Line charts are ideal for showing trends over a continuous or ordered sequence, typically time.

  • Mark: mark_line()
  • Key Encodings:
    • x='ordered_field:T' (Temporal) or :O (Ordinal) or :Q (if a continuous quantitative sequence).
    • y='quantitative_field:Q'.
    • color='category_field:N': For plotting multiple lines from different categories.

Example (Seattle Weather - Max Temperature Over Time): We'll use the seattle-weather dataset.
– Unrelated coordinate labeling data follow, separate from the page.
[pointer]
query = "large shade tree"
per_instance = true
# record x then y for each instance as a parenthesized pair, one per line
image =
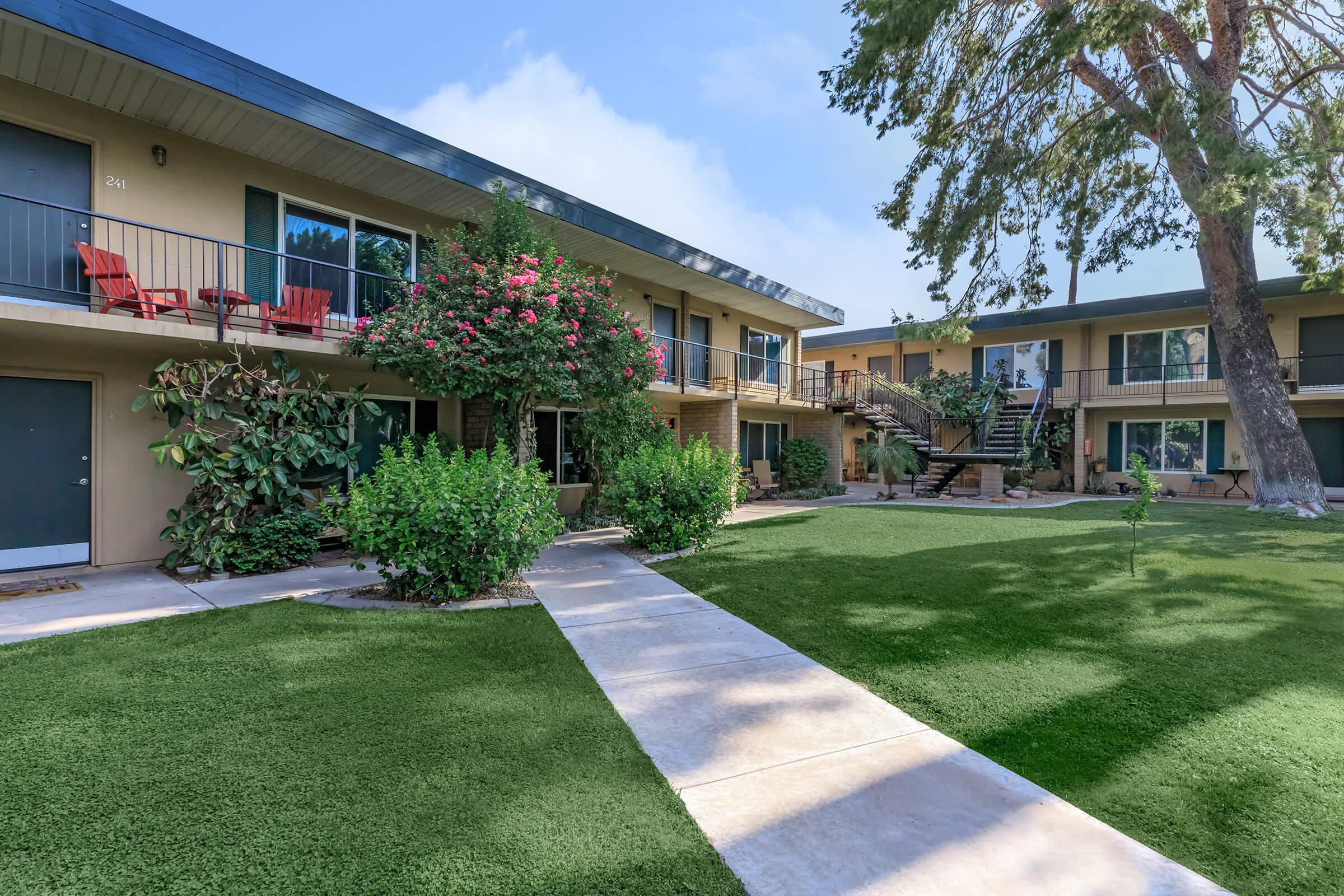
(1179, 122)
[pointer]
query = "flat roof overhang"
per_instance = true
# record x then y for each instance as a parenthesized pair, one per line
(123, 61)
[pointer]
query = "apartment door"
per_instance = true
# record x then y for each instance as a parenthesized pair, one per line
(45, 472)
(916, 366)
(39, 261)
(1320, 342)
(698, 351)
(664, 332)
(1326, 436)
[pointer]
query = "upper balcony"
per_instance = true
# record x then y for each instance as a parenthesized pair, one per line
(1314, 375)
(71, 258)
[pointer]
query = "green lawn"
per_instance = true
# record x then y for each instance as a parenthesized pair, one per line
(1200, 707)
(290, 747)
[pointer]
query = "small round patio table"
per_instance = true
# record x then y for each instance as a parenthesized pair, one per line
(1235, 472)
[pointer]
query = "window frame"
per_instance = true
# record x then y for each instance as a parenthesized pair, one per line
(353, 225)
(780, 440)
(1161, 448)
(1043, 343)
(559, 445)
(780, 374)
(1163, 366)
# Load seattle_weather data
weather_pd_df = vega_data.seattle_weather()
weather_pl_df = pl.from_pandas(weather_pd_df)

line_chart = alt.Chart(weather_pl_df).mark_line().encode(
    x='date:T',  # 'T' for Temporal data
    y='temp_max:Q',
    color='weather:N', # Show different weather conditions as separate lines
    tooltip=['date:T', 'temp_max:Q', 'weather:N']
).properties(
    title='Maximum Daily Temperature in Seattle Over Time by Weather Condition',
    width=600
)

4. Histogram

Histograms visualize the distribution of a single quantitative variable by dividing the data range into bins and showing the frequency of observations in each bin.

  • Mark: mark_bar()
  • Key Encodings:
    • x='quantitative_field:Q' with bin=True or alt.X('quantitative_field:Q', bin=alt.Bin(maxbins=20)) for more control.
    • y='count():Q' (Altair automatically computes the count for histograms).
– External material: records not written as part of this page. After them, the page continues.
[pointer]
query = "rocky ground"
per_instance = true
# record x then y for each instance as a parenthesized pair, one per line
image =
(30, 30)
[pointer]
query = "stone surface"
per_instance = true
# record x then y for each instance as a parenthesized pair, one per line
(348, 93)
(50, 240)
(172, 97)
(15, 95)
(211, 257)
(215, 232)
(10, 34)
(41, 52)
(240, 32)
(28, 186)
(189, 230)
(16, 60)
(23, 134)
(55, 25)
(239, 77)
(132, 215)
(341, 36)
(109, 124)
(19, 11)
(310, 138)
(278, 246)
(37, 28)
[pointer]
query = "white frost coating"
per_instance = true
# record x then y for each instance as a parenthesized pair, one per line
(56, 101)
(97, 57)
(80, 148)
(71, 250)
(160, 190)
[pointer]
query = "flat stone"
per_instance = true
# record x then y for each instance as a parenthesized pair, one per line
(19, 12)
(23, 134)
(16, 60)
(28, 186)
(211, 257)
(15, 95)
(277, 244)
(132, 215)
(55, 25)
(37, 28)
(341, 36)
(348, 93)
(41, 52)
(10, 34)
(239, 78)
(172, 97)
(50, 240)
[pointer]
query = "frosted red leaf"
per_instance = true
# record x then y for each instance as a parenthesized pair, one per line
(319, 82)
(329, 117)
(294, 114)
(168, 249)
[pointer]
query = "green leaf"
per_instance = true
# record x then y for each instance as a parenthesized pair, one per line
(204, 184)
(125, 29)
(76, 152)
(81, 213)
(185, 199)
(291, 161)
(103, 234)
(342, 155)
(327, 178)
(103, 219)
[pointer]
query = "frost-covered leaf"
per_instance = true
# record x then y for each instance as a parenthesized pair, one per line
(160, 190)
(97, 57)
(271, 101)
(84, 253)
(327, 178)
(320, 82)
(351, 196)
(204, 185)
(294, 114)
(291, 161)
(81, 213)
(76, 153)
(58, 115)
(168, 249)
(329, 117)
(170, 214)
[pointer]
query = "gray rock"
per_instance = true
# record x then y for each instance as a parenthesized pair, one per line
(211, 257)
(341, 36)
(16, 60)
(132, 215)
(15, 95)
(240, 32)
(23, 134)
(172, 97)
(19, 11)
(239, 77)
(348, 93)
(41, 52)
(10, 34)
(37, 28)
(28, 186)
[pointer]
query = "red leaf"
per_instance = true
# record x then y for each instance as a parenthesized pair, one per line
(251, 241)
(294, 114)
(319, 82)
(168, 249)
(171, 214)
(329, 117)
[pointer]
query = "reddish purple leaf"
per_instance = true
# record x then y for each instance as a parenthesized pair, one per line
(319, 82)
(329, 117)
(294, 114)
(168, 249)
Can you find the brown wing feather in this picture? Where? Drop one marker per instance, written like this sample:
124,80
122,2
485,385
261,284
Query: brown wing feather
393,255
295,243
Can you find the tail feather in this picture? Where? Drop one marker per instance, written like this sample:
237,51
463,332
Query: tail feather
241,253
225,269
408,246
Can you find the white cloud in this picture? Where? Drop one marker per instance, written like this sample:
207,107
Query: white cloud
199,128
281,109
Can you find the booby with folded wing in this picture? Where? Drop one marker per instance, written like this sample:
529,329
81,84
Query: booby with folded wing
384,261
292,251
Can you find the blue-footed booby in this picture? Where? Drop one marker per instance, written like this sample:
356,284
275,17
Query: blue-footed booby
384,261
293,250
Example (Distribution of Horsepower):

alt.Chart(
    cars_pl_df.drop_nulls(subset=['Horsepower'])
    ).mark_bar().encode(
    alt.X(
        'Horsepower:Q', 
        bin=alt.Bin(maxbins=20), 
        title='Horsepower Bins',
        ), 
    alt.Y('count():Q'),
    tooltip=[alt.Tooltip('Horsepower:Q', bin=True), 'count():Q']
).properties(
    title='Distribution of Car Horsepower',
    width=400
)

Workflow Tip: Incremental Development

When building visualizations, especially complex ones:

  1. Start Simple: Get your data loaded and create the most basic version of your chart (e.g., alt.Chart(data).mark_point().encode(x='col_A', y='col_B')).
  2. Add Encodings Gradually: Introduce color, size, tooltips, etc., one by one. Check the output at each step.
  3. Refine Properties: Adjust titles, labels, sizes, and scales last.
  4. Tweak DataFrame: Tweak the DataFrame using Polars if you want to adjust properties that are strongly coupled to datapoints from the dataset. For example, the legend labels for categorical variables are easier to change in Polars than in Altair. This iterative approach makes debugging easier and helps you build intuition for how each component affects the final visualization.